13. Lorsqu'il sollicite la délivrance d'un titre de séjour, l'étranger, en raison même de l'accomplissement de cette démarche qui tend à son maintien régulier sur le territoire français, ne saurait ignorer qu'en cas de refus, il pourra faire l'objet d'une mesure d'éloignement. A l'occasion du dépôt de sa demande, il est conduit à préciser à l'administration les motifs pour lesquels il demande que lui soit délivré un titre de séjour et à produire tous éléments susceptibles de venir au soutien de cette demande. Il lui appartient, lors du dépôt de cette demande, lequel doit en principe faire l'objet d'une présentation personnelle du demandeur en préfecture, d'apporter à l'administration toutes les précisions qu'il juge utiles. Il lui est loisible, au cours de l'instruction de sa demande, de faire valoir auprès de l'administration toute observation complémentaire utile, au besoin en faisant état d'éléments nouveaux.

14. En l'espèce, en se bornant à faire valoir que le préfet de Seine-et-Marne ne l'a jamais invité à faire valoir des observations orales sur sa situation préalablement à l'édiction de la décision en litige, M. A n'établit pas qu'il aurait été privé du droit d'être entendu, alors notamment qu'il n'apporte aucune précision sur les éléments pertinents qu'il aurait été privé de présenter à l'appui de sa demande de renouvellement de titre de séjour et qui auraient pu avoir une influence sur le sens de l'arrêté contesté. Dès lors, le moyen tiré de l'atteinte au principe du contradictoire ne peut qu'être écarté.

Sur la légalité de la décision fixant le pays de destination :

15. En premier lieu, compte tenu de ce qui précède, la décision portant obligation de quitter le territoire français n'est pas entachée d'illégalité. Dès lors, l'exception d'illégalité de cette décision à l'encontre de la décision fixant le pays de destination doit être écartée.

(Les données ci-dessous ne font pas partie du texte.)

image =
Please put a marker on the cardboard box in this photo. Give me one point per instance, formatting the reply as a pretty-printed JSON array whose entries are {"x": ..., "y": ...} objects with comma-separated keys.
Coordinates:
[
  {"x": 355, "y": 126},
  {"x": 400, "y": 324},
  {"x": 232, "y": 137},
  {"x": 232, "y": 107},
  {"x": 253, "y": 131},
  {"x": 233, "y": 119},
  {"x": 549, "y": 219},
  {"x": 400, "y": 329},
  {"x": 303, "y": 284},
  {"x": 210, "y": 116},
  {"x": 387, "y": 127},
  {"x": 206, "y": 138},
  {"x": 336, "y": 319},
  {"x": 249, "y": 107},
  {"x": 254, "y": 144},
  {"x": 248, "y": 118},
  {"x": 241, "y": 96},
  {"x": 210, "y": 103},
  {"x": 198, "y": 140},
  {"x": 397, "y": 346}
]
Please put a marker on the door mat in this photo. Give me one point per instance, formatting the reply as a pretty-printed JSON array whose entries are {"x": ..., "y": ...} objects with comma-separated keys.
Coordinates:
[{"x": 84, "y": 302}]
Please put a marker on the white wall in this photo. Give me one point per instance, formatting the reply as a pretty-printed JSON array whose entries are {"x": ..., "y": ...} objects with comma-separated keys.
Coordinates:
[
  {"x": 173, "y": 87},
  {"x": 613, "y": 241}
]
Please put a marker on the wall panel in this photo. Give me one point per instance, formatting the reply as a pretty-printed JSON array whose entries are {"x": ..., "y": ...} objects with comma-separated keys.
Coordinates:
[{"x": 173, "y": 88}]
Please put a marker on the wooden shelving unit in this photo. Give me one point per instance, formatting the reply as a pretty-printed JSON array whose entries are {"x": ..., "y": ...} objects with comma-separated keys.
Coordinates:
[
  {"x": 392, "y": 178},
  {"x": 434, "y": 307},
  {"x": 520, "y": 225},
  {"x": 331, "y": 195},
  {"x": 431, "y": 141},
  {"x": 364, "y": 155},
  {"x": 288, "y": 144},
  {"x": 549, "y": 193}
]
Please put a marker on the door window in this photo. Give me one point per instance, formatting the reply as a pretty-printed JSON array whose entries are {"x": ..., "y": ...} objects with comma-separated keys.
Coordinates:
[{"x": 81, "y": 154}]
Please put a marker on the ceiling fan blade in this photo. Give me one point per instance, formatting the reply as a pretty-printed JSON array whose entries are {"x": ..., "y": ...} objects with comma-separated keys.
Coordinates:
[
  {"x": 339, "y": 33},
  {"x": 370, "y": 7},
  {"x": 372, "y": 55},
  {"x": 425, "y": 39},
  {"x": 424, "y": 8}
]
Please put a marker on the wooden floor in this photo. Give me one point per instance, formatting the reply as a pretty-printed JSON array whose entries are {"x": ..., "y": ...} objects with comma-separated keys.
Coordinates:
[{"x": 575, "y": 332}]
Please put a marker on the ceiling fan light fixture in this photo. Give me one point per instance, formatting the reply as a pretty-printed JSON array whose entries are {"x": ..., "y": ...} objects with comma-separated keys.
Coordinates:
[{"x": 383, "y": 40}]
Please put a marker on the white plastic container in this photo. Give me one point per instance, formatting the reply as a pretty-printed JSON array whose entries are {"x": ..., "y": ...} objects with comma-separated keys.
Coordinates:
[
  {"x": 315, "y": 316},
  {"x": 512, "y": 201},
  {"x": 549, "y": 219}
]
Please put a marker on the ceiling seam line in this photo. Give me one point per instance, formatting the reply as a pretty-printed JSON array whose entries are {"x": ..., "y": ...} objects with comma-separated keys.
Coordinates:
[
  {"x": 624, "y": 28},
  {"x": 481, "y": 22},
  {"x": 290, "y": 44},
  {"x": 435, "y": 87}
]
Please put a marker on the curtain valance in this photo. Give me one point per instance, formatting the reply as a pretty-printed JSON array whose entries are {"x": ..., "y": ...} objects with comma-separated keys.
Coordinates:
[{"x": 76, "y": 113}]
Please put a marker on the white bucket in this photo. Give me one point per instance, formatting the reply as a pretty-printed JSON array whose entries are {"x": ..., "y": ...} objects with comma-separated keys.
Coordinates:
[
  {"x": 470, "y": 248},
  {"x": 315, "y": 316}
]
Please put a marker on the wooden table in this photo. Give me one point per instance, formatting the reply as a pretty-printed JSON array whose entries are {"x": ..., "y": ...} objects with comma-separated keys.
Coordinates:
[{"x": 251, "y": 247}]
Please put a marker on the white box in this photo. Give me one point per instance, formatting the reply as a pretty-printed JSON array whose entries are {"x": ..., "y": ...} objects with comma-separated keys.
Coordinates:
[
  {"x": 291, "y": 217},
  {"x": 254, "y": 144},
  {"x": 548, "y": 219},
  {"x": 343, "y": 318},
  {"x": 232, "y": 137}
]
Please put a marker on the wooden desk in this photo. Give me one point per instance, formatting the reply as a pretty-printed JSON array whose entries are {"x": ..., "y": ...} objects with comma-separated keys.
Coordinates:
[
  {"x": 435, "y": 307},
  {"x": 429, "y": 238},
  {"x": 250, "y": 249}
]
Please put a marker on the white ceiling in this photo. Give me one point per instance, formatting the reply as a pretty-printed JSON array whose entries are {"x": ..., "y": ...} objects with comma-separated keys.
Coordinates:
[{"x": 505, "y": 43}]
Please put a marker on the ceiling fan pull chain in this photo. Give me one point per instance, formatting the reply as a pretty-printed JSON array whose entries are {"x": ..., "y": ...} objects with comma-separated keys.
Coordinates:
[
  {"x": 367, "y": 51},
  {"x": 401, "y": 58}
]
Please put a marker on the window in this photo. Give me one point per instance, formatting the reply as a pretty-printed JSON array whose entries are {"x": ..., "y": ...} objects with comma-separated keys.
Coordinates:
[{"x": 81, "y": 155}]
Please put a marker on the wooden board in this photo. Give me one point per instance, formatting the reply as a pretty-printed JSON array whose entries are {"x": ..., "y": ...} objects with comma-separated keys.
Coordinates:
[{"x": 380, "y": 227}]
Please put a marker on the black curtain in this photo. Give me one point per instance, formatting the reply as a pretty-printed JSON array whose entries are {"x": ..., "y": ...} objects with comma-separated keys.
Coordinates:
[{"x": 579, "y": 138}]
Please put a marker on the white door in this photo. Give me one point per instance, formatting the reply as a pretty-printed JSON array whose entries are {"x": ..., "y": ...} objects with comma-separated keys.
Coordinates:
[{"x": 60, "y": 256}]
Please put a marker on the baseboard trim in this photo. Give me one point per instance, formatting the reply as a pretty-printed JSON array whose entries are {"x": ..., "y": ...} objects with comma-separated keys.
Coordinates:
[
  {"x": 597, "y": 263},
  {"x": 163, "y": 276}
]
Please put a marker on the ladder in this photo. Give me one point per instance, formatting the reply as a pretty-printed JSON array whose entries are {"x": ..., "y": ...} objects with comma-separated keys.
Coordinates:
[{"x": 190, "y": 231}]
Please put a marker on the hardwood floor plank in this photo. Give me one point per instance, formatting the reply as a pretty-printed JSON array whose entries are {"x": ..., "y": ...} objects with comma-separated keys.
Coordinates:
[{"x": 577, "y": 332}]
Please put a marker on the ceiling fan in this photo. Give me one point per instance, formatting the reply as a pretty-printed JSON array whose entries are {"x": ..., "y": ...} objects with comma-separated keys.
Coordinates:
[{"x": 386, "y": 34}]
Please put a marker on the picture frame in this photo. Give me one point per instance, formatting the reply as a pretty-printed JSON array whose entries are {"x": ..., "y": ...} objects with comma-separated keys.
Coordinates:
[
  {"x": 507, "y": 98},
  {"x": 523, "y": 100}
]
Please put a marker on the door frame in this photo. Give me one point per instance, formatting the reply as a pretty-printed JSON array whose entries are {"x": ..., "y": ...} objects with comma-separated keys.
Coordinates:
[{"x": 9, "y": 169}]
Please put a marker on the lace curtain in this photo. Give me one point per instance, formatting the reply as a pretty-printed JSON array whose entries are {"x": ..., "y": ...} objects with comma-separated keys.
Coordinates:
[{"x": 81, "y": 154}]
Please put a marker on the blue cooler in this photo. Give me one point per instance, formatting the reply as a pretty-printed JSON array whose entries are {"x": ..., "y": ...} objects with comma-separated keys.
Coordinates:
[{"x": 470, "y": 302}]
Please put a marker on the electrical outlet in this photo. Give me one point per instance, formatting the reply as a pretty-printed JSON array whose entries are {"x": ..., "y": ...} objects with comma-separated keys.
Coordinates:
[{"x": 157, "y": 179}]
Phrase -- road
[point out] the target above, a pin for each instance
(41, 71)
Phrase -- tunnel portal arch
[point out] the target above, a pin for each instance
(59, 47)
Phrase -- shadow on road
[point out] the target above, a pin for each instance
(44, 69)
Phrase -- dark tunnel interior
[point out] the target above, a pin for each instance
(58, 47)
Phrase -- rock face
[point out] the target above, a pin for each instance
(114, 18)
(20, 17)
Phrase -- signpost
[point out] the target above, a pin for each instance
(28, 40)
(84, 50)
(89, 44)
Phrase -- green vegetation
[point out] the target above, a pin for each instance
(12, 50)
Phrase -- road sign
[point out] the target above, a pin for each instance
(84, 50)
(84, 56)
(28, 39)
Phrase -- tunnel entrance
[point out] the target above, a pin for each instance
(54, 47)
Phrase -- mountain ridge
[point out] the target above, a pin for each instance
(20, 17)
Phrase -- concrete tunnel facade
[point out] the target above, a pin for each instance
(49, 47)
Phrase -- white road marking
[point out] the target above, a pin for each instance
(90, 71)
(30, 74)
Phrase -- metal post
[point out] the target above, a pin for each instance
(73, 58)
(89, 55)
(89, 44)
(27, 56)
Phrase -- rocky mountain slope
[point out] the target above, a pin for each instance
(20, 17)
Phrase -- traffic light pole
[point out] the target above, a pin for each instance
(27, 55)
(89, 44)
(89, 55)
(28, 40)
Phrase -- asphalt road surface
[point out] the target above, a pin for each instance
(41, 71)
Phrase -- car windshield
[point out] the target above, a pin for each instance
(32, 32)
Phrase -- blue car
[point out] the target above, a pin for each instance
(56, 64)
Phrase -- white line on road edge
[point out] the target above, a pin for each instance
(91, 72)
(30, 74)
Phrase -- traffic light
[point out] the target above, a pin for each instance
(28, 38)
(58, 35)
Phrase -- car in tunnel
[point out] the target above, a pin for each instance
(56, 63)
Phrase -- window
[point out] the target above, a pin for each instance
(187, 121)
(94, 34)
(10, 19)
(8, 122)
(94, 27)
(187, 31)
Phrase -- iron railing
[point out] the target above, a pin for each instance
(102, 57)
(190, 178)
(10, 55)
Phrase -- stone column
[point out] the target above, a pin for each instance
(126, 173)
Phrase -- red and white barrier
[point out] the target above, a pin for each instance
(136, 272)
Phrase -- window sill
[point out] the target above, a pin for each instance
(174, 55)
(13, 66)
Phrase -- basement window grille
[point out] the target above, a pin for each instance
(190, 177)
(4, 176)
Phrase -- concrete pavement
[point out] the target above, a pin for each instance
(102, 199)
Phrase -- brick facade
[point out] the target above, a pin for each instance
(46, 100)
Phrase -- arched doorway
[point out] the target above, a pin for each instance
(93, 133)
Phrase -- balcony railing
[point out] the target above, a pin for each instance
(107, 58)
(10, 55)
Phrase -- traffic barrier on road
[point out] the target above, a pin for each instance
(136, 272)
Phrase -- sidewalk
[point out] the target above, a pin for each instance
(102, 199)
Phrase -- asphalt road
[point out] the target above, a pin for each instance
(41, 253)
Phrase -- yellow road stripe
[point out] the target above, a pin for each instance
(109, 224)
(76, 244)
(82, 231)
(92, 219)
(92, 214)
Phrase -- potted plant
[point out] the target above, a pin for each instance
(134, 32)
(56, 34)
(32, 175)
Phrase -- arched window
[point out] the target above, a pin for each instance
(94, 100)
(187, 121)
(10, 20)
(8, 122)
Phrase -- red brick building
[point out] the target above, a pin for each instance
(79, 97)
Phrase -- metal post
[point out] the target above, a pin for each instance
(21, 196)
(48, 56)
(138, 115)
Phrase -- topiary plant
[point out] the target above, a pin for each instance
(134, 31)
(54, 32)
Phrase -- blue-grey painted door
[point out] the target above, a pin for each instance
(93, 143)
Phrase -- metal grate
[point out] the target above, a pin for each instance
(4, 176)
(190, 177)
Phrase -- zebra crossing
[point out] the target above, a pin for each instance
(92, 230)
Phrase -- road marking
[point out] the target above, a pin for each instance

16. En deuxième lieu, le moyen tiré de la méconnaissance du droit d'être entendu doit être écarté pour les mêmes motifs que ceux énoncés précédemment aux points 12 à 14.

17. En troisième et dernier lieu, la décision contestée mentionne la nationalité tunisienne de M. A, ainsi que les stipulations de l'article 3 de la convention européenne de sauvegarde des droits de l'homme et des libertés fondamentales et précise que l'intéressé n'établit pas être exposé à des peines ou traitements contraires à cette convention en cas de retour dans son pays d'origine. Cette décision est, dès lors, suffisamment motivée en droit et en fait.

18. Il résulte de tout ce qui précède que les conclusions présentées par M. A tendant à l'annulation des décisions contenues dans l'arrêté du préfet de Seine-et-Marne en date du 26 janvier 2022 doivent être rejetées. Par voie de conséquence, ses conclusions aux fins d'injonction et d'astreinte, ainsi que celles au titre des frais de justice, doivent également être rejetées.

D E C I D E :

Article 1er : La requête de M. A est rejetée.

Article 2 : Le présent jugement sera notifié à M. E A, à Me Abdel Salam et au préfet de Seine-et-Marne.

Copie en sera adressée au ministre de l'intérieur et des outre-mer.

Délibéré après l'audience du 5 janvier 2023, à laquelle siégeaient :

Mme Billandon, présidente,

M. Meyrignac, premier conseiller,

Mme Van Daële, conseillère.

Rendu public par mise à disposition au greffe le 19 janvier 2023.

Le rapporteur,

P. D La présidente,

I. BILLANDON

La greffière,

C. BOURGAULT

La République mande et ordonne au préfet de Seine-et-Marne en ce qui le concerne ou à tous les commissaires de justice à ce requis en ce qui concerne les voies de droit commun contre les parties privées de pourvoir à l'exécution du présent jugement.